I use ADGA because it's the gold standard period. Vicki


----------



## Fly to the Moon (Sep 11, 2010)

Thanks! I think that's what I needed to know. So more than likely the goats I eventually get will be registered ADGA?


----------



## NubianSoaps.com (Oct 26, 2007)

In my opinion unless you are going to go with Nigerian Dwarfs, I would only buy goats that are ADGA registered. And Nubians, ADGA Purebreds only. Vicki


----------



## Fly to the Moon (Sep 11, 2010)

I'm still favoring LaManchas - still purebreds only, though. I think it will be a few (ok, a lot of) years before I have the knowledge to crossbreed for improvement. Rather not complicate things for myself at first.

Thanks for the advice!


----------



## wheytogosaanens (Oct 26, 2007)

American LaManchas can actually breed up to Purebred. Plus, there is little if any discrimination amongst LaMancha breeders for American vs. Purebred. (American means registered, but somewhere in the pedigree there may be another breed - and it can be 15-20 generations back, the animal will still be American. That is in most breeds....LaManchas and Sables can actually breed up to Purebred.)

Hope this doesn't confuse you more!
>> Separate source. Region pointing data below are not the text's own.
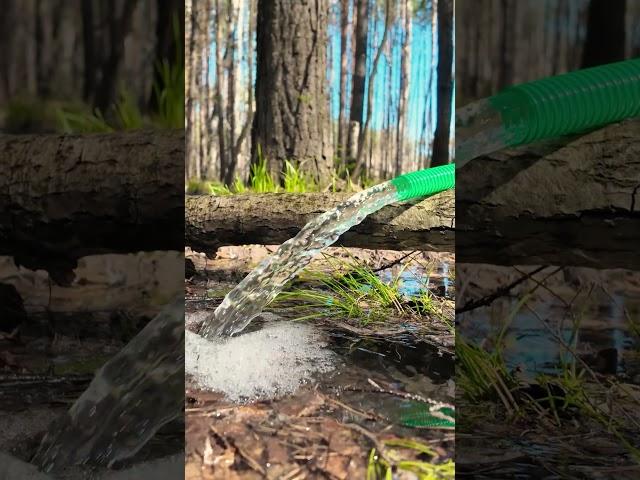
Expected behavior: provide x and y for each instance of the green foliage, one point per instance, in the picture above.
(481, 374)
(296, 181)
(381, 467)
(359, 294)
(261, 179)
(238, 186)
(170, 94)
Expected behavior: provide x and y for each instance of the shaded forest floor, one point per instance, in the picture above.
(554, 391)
(48, 357)
(346, 421)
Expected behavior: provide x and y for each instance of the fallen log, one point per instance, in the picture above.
(63, 197)
(270, 219)
(569, 202)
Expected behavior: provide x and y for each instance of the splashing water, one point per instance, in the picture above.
(263, 284)
(130, 398)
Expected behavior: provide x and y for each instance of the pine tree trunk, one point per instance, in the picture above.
(445, 83)
(292, 116)
(359, 72)
(405, 75)
(605, 33)
(344, 53)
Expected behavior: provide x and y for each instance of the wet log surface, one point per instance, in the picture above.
(270, 219)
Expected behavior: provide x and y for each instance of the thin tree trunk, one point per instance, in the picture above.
(219, 108)
(344, 53)
(119, 28)
(359, 71)
(363, 131)
(89, 50)
(231, 93)
(405, 75)
(445, 83)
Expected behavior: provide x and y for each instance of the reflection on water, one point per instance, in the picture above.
(587, 317)
(539, 349)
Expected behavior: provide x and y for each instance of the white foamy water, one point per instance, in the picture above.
(268, 363)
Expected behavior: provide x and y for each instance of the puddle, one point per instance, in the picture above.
(530, 345)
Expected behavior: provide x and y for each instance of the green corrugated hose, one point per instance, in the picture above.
(424, 182)
(420, 415)
(551, 107)
(570, 103)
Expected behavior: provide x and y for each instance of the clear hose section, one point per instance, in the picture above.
(551, 107)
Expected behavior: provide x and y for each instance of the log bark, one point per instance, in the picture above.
(63, 197)
(271, 219)
(571, 202)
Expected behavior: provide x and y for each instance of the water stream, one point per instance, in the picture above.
(264, 283)
(135, 393)
(142, 387)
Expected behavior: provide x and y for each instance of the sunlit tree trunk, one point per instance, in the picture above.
(344, 54)
(292, 116)
(405, 75)
(362, 134)
(444, 83)
(359, 70)
(219, 104)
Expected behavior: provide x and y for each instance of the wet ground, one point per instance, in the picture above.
(560, 321)
(45, 368)
(329, 425)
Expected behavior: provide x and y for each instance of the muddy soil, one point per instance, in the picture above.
(329, 426)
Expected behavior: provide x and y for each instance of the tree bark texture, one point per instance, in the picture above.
(571, 202)
(271, 219)
(291, 121)
(441, 138)
(65, 197)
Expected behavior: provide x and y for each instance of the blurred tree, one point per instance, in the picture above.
(605, 40)
(441, 139)
(292, 117)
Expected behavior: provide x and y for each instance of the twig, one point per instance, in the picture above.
(500, 292)
(393, 263)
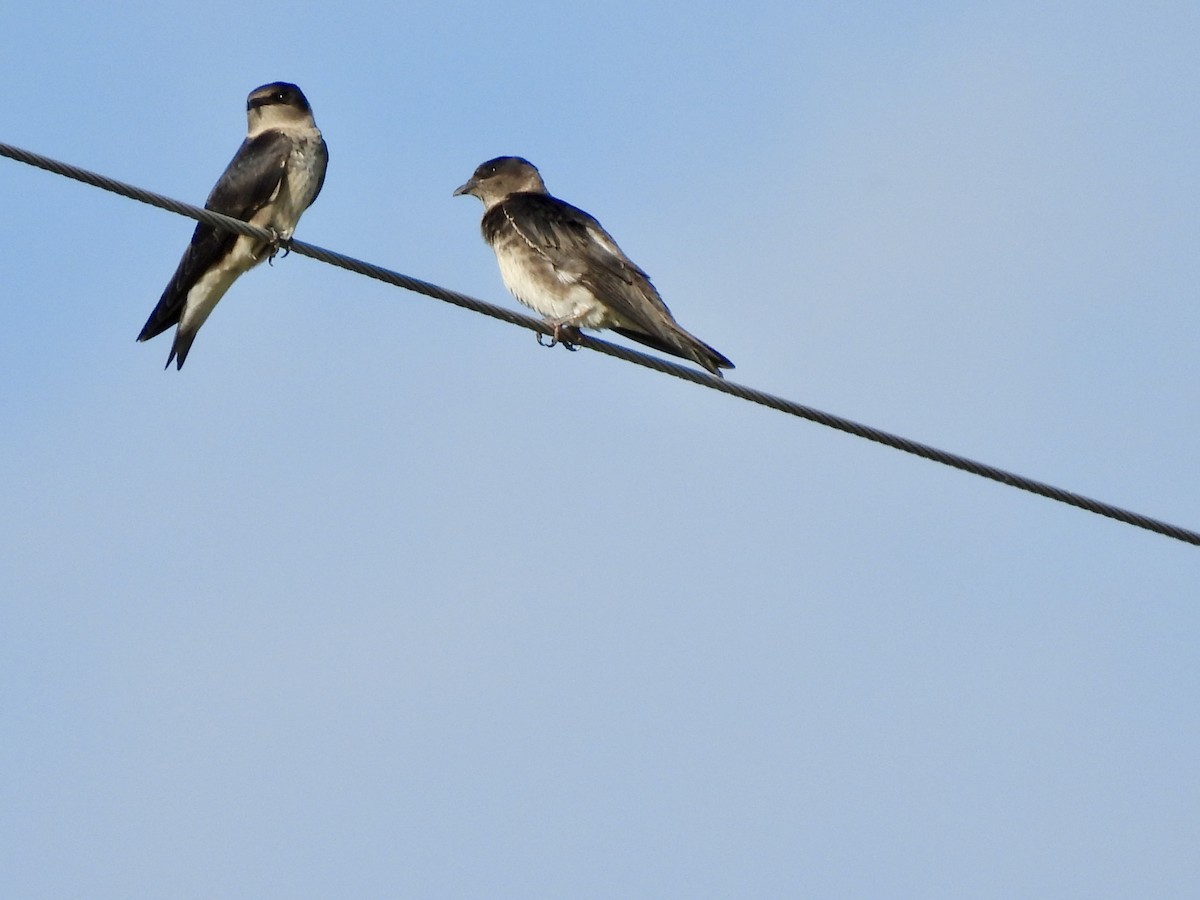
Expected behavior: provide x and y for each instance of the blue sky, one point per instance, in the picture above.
(376, 598)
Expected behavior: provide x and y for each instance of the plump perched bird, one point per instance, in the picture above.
(275, 175)
(561, 263)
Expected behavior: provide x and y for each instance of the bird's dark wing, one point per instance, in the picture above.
(251, 180)
(581, 250)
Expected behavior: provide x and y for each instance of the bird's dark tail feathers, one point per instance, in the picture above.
(180, 347)
(685, 347)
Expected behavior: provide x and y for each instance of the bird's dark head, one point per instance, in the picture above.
(501, 178)
(276, 103)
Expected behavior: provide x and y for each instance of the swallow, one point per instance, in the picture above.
(559, 262)
(275, 175)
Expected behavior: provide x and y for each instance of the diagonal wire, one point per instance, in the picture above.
(641, 359)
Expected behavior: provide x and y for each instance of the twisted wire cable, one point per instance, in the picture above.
(623, 353)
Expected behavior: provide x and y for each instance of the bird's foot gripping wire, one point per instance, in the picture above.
(277, 243)
(565, 334)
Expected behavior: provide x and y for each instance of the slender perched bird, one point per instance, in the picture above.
(559, 262)
(275, 175)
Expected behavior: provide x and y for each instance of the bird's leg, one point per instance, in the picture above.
(276, 244)
(565, 333)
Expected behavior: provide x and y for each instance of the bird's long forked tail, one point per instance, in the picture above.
(688, 347)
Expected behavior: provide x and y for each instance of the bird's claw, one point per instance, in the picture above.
(276, 244)
(564, 334)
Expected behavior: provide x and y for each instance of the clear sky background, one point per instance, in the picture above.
(378, 599)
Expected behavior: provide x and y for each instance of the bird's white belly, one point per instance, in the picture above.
(216, 281)
(549, 293)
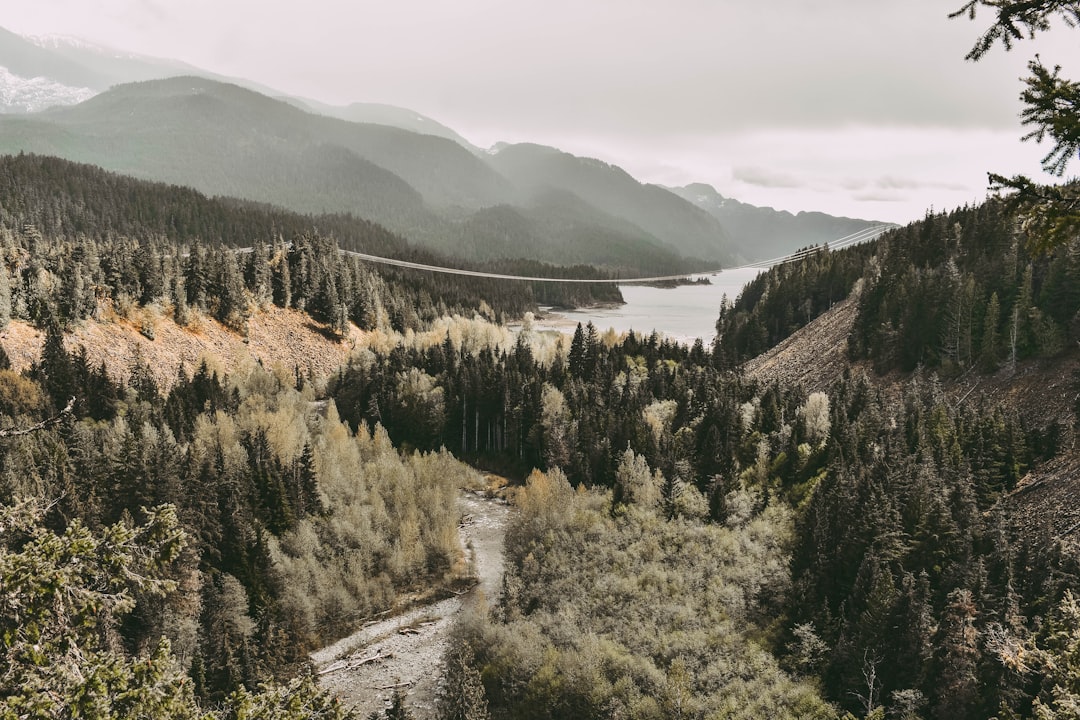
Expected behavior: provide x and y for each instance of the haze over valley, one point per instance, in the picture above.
(355, 361)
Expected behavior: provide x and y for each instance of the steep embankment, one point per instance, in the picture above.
(814, 356)
(288, 338)
(1043, 391)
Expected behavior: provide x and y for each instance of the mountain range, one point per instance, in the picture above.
(166, 121)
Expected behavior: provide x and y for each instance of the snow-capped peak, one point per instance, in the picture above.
(32, 94)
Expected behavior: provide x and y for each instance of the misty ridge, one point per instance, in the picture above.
(247, 472)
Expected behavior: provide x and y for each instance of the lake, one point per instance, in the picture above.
(682, 313)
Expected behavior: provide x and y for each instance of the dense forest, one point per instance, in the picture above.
(956, 291)
(688, 542)
(73, 235)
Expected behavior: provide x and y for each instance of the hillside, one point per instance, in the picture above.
(761, 233)
(670, 219)
(224, 139)
(275, 337)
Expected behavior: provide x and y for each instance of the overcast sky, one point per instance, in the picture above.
(851, 107)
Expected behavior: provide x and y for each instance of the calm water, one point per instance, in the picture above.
(682, 313)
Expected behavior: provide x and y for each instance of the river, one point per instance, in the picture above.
(682, 313)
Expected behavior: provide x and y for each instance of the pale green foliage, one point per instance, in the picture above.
(558, 428)
(636, 481)
(634, 615)
(1057, 659)
(815, 419)
(63, 597)
(392, 524)
(658, 418)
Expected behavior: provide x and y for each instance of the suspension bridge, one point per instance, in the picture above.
(861, 236)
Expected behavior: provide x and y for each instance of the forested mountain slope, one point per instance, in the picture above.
(765, 233)
(663, 215)
(225, 140)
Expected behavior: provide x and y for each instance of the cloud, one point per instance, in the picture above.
(766, 177)
(899, 182)
(880, 197)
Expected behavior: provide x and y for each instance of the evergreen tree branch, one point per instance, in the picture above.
(15, 432)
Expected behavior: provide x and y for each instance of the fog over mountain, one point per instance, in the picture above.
(397, 166)
(852, 110)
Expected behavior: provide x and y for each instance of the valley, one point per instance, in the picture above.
(323, 409)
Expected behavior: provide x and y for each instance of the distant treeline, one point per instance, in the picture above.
(72, 235)
(954, 291)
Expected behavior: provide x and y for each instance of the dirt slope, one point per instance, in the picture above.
(814, 356)
(275, 336)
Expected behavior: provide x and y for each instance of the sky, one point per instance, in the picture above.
(849, 107)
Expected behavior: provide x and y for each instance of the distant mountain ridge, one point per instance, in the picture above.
(770, 233)
(226, 140)
(416, 176)
(671, 219)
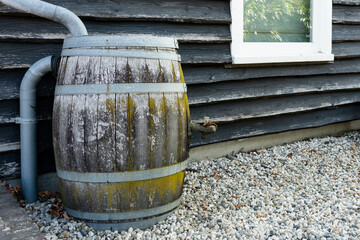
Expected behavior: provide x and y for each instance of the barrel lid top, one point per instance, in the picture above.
(120, 41)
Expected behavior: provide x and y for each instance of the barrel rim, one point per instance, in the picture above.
(120, 41)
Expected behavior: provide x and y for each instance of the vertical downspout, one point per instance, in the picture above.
(28, 88)
(27, 120)
(51, 12)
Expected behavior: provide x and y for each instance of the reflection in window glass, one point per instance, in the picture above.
(277, 20)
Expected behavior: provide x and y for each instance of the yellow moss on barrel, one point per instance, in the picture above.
(125, 196)
(130, 113)
(164, 116)
(153, 112)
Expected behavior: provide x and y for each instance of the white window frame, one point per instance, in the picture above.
(317, 50)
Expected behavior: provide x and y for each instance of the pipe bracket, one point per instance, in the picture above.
(19, 120)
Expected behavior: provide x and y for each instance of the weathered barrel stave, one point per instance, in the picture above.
(92, 120)
(121, 196)
(121, 154)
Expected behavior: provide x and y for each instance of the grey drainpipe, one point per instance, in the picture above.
(51, 12)
(28, 126)
(28, 88)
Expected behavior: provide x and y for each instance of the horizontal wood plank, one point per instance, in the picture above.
(347, 2)
(281, 123)
(269, 87)
(23, 55)
(267, 107)
(9, 109)
(199, 11)
(198, 74)
(343, 33)
(10, 166)
(346, 50)
(37, 29)
(346, 14)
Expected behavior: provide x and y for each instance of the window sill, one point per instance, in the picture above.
(247, 60)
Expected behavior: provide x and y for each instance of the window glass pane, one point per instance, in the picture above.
(277, 20)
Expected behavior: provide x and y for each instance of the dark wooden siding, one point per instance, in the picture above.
(246, 101)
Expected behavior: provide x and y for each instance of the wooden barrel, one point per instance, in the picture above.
(120, 130)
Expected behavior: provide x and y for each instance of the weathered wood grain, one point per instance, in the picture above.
(346, 14)
(106, 118)
(270, 87)
(40, 30)
(23, 55)
(267, 107)
(347, 2)
(281, 123)
(346, 50)
(208, 11)
(202, 74)
(347, 33)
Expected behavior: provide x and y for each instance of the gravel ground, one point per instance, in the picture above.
(309, 189)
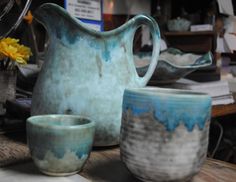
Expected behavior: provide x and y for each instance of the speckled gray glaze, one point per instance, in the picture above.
(164, 133)
(60, 144)
(173, 64)
(85, 71)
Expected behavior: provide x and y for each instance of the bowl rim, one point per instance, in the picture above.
(33, 121)
(157, 91)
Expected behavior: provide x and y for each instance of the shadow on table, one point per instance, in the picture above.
(109, 171)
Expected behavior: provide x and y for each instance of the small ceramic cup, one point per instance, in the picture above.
(164, 133)
(59, 144)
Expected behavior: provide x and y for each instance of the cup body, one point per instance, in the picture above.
(59, 144)
(164, 133)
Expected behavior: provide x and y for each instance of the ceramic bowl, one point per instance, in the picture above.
(178, 25)
(164, 133)
(172, 65)
(59, 144)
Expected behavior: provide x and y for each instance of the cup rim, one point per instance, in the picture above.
(155, 91)
(32, 120)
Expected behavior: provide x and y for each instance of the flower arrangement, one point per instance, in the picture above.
(13, 53)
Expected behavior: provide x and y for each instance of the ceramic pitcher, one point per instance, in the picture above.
(85, 71)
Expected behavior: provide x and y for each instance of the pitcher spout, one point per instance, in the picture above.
(57, 22)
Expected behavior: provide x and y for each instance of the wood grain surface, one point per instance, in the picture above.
(104, 165)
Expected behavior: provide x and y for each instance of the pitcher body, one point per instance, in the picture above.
(85, 72)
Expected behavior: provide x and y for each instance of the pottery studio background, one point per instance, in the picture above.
(214, 19)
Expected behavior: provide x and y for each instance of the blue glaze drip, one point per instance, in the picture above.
(170, 113)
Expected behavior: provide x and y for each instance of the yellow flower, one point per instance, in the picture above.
(9, 47)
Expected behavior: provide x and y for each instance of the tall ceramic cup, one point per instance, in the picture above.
(164, 133)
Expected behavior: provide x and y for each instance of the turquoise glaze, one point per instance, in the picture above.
(170, 107)
(85, 71)
(164, 133)
(60, 144)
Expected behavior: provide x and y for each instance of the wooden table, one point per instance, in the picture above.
(105, 166)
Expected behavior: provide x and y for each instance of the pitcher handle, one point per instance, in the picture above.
(154, 29)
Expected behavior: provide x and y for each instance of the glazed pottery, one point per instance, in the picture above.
(173, 64)
(60, 144)
(164, 133)
(86, 71)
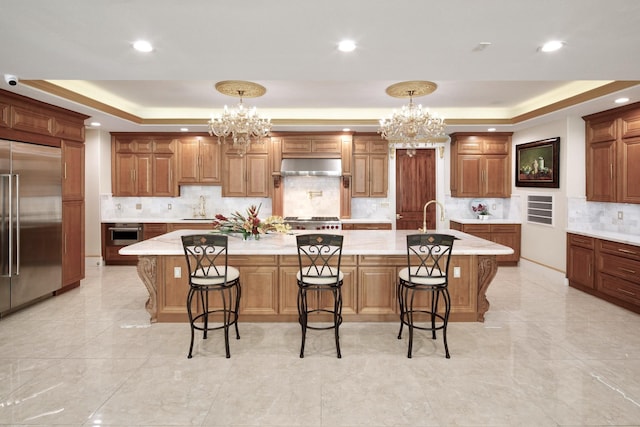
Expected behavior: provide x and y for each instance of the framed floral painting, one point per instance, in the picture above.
(538, 163)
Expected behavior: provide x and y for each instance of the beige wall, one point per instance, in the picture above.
(545, 244)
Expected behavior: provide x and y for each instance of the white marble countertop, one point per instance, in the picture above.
(366, 242)
(198, 220)
(365, 221)
(630, 239)
(485, 221)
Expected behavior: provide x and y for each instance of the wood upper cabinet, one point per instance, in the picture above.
(143, 165)
(248, 175)
(612, 155)
(370, 166)
(481, 164)
(199, 161)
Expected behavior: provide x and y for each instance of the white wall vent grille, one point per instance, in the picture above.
(540, 209)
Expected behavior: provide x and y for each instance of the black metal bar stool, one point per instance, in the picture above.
(208, 272)
(319, 257)
(422, 283)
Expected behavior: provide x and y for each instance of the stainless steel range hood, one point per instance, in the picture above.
(311, 167)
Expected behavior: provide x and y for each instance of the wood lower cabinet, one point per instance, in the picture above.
(504, 234)
(606, 269)
(581, 260)
(270, 290)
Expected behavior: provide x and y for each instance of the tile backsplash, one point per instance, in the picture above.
(596, 216)
(185, 206)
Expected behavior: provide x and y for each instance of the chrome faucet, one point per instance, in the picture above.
(424, 213)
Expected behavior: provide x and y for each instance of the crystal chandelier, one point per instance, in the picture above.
(242, 123)
(412, 125)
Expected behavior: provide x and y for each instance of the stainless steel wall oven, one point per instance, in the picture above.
(124, 234)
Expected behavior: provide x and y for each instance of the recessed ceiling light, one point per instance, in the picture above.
(347, 46)
(552, 46)
(142, 46)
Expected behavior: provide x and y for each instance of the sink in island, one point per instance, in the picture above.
(371, 260)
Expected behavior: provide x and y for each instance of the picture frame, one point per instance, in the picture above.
(538, 163)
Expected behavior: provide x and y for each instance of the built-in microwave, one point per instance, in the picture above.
(125, 234)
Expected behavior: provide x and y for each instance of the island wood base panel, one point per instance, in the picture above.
(269, 287)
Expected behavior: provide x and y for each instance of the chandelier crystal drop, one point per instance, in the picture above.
(242, 124)
(412, 125)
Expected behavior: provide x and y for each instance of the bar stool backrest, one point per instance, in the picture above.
(206, 256)
(428, 256)
(319, 256)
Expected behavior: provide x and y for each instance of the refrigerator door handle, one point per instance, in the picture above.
(7, 183)
(17, 209)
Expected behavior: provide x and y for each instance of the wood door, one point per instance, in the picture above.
(73, 170)
(72, 242)
(497, 179)
(124, 182)
(258, 175)
(601, 185)
(629, 173)
(234, 182)
(143, 174)
(360, 182)
(580, 266)
(188, 161)
(378, 175)
(164, 183)
(415, 186)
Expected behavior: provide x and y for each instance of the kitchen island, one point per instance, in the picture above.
(370, 263)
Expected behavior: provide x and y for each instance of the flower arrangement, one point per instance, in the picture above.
(481, 209)
(250, 225)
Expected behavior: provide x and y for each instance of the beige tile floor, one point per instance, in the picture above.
(547, 355)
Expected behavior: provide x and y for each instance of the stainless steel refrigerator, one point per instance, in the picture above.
(31, 228)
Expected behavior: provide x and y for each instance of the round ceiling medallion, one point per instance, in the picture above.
(240, 89)
(411, 89)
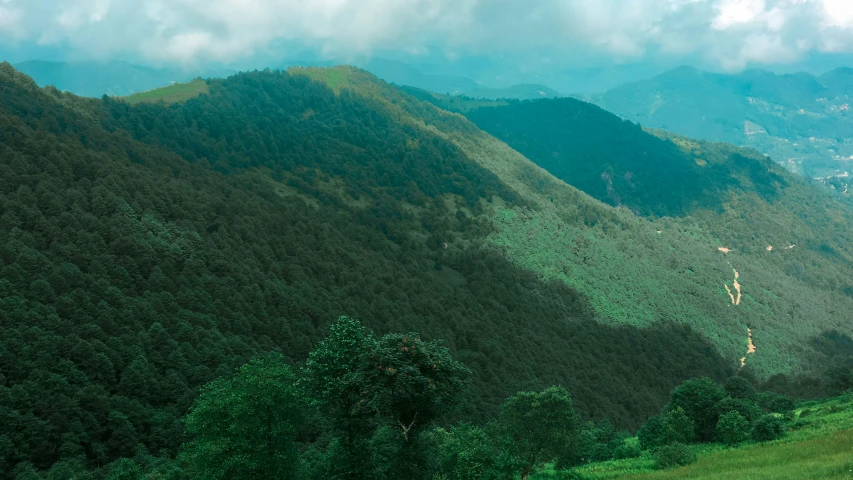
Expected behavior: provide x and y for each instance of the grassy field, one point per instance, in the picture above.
(818, 445)
(177, 93)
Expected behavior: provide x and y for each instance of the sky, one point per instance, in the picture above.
(726, 35)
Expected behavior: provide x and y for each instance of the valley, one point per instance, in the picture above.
(154, 246)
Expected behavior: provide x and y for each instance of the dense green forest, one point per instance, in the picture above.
(801, 120)
(787, 241)
(147, 250)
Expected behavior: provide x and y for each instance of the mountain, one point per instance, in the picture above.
(745, 213)
(148, 248)
(93, 79)
(800, 120)
(404, 74)
(516, 92)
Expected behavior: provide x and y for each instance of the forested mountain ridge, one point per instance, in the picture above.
(799, 119)
(93, 79)
(149, 249)
(788, 239)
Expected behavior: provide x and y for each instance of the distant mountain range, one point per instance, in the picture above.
(93, 79)
(800, 120)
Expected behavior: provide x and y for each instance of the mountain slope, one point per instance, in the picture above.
(146, 249)
(797, 119)
(636, 271)
(93, 79)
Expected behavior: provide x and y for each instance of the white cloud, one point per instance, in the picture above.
(10, 20)
(729, 33)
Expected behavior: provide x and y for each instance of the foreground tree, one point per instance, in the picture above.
(243, 427)
(699, 398)
(732, 428)
(414, 382)
(539, 427)
(336, 378)
(399, 381)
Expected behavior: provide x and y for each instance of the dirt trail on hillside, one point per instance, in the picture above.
(736, 284)
(750, 348)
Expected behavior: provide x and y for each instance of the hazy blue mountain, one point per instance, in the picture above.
(524, 91)
(93, 79)
(401, 73)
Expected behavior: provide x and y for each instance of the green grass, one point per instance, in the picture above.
(177, 93)
(336, 77)
(817, 446)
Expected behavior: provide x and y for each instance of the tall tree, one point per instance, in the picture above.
(414, 381)
(336, 378)
(539, 427)
(243, 427)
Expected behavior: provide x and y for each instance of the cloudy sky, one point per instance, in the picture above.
(726, 34)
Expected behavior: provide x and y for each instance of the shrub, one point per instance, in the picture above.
(768, 427)
(650, 433)
(673, 455)
(739, 387)
(677, 427)
(699, 398)
(626, 450)
(732, 428)
(782, 404)
(600, 452)
(748, 409)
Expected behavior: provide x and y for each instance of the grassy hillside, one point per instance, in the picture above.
(638, 271)
(147, 249)
(177, 93)
(817, 446)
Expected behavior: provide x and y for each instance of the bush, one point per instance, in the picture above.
(739, 387)
(732, 428)
(782, 404)
(767, 428)
(600, 452)
(748, 409)
(627, 450)
(674, 455)
(650, 433)
(677, 427)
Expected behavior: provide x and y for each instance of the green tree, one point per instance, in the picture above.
(677, 427)
(414, 381)
(739, 387)
(748, 409)
(243, 427)
(124, 469)
(650, 433)
(336, 377)
(673, 455)
(732, 428)
(769, 427)
(698, 398)
(466, 452)
(539, 427)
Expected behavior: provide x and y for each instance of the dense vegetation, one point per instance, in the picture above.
(147, 250)
(637, 271)
(798, 119)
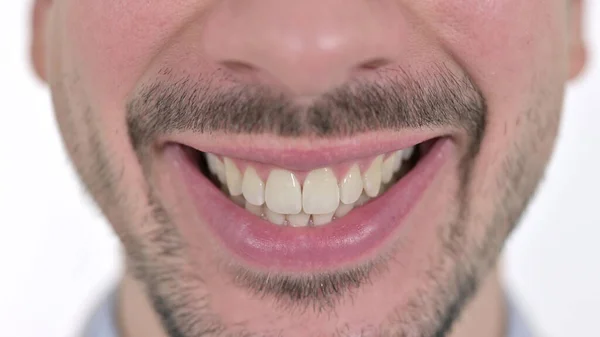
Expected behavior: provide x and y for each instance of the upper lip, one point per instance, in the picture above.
(302, 154)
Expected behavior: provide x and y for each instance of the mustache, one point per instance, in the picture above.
(436, 97)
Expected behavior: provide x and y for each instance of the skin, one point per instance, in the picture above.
(442, 280)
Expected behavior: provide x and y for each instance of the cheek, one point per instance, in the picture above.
(515, 50)
(112, 42)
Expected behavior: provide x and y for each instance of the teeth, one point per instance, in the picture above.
(282, 192)
(256, 210)
(238, 200)
(387, 170)
(407, 153)
(320, 192)
(362, 200)
(343, 209)
(253, 187)
(216, 167)
(234, 178)
(398, 162)
(274, 217)
(372, 177)
(298, 220)
(351, 186)
(284, 200)
(322, 219)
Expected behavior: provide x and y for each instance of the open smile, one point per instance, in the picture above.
(281, 214)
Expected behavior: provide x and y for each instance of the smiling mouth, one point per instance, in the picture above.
(302, 210)
(307, 198)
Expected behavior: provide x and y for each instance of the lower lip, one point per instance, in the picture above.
(343, 241)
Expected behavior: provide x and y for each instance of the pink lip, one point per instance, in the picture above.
(343, 241)
(303, 155)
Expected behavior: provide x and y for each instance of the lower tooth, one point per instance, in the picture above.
(322, 219)
(239, 200)
(274, 217)
(256, 210)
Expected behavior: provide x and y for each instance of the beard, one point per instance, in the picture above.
(176, 284)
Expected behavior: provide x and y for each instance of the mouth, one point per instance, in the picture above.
(291, 217)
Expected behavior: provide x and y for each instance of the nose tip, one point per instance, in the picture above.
(303, 50)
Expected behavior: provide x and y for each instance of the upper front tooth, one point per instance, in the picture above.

LOL


----------



## Fly to the Moon (Sep 11, 2010)

Well, I had read that, so it doesn't really confuse me more than I already was. :lol I just don't want to mess with it with my first goats - I have no idea how I'd manage breeding to preserve whatever the desired characteristic of the crossbreed was, while still breeding towards breed standard, you know? Or maybe you don't know, cause I don't think I know, so how can I talk about it... um. NM. :/


----------



## Little Moon (Dec 29, 2007)

It took me a - while to wrap my brain around American v. Purebred and from what I have seen it really only comes into play with the Nubians. I *think* it has to do with them not being of Swiss origin. As far as LM's go I would just find good healthy animals from respected herds that you like and can afford and go for it - and if you only want registered stock then make sure that is what you get.

You will find that goats are like potato chips . . . you can't have just one.

Good luck,
Anne


edited for typo


----------



## Fly to the Moon (Sep 11, 2010)

> As far as LM's go I would just find good healthy animals from respected herds that you like and can afford and go for it


I'm lucky there seem to be several respected breeders in reasonable driving distance of me, so I should be able to meet goats before buying. I should start emailing a few soon! *eeps in excitement*



> You will find that goats are like potato chips . . . you can't have just one.


Well, um, they are herd animals, so it's better to have a group anyway, right? *innocent look*


----------



## judyvansmith (Apr 2, 2008)

I agree with Vicki...ADGA is the one. I breed Nigerian Dwarfs. I was so confused when I started out about how it should be done. I worked very hard to register my herd name with ADGA, AGS and NDGA....THEN I learned what Vicki just said...ADGA is all you really need. I am still a member of all 3. When I buy a goat that is AGS registered I do the transfer into my name then register the goat with ADGA. I do not buy goats that are just NDGA registered because ADGA will not take their registration and issue ADGA registration. They are not much help to the small farm, no shows close to me in Alabama. If I were close to their shows it might be helpful.
When I sale my kids I give ADGA paper work for their registration. I have also found ADGA to be the easiest to work with, they are way faster than AGS and they respond quickly if you have questions. Most new goat owners do have questions.
Start out with ADGA and enjoy your goats for a while. If you see a need to join AGS you can do that when need arises, if it ever does....good luck !


----------



## Sondra (Oct 25, 2007)

I belonged to AGS when I first was in goats but then changed to ADGA


----------